GRP moulding refers to the moulding of parts made from glass-reinforced plastic - or GRP for short. Otherwise known as fibreglass, this material is renowned for being both strong and very lightweight. Common applications for GRP include boat building, construction and the manufacture of automotive body parts such as bumpers.
An exclusive process is used to manufacture components from GRP material. Firstly, a copy of the required product is manufactured - usually from foam - before being sprayed with a special wax called a release agent to allow easy separation from the mould post-production. This part is commonly referred to as a plug and is an exact replica of the required component. Layers of fibreglass and resin are then layered on top of the plug and cured, which - once solidified and separated from the plug - will become the mould.

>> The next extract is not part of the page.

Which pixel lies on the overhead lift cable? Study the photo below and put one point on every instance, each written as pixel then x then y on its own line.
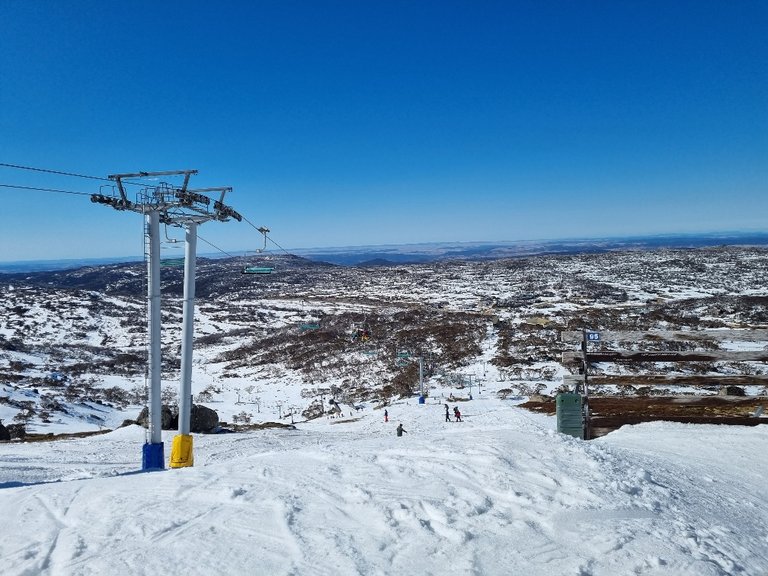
pixel 45 189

The same technique of layering and curing GRP within the mould is then used to create the product. As the mould is also coated in a release agent, it is simple to separate it from the moulded part once the moulding process is complete.
Used to produce
Parts made from GRP, otherwise known as fibreglass.
GRP stands for glass-reinforced plastic, which is renowned for being both strong and very lightweight.
The primary method for producing GRP or fibreglass components.
Results in a durable product.
GRP is a cost-effective, versatile material
GRP moulding can be quite a lengthy process in comparison to other moulding methods, as it remains mostly manual.
GRP moulds and plugs can prove expensive depending on the complexity of the part.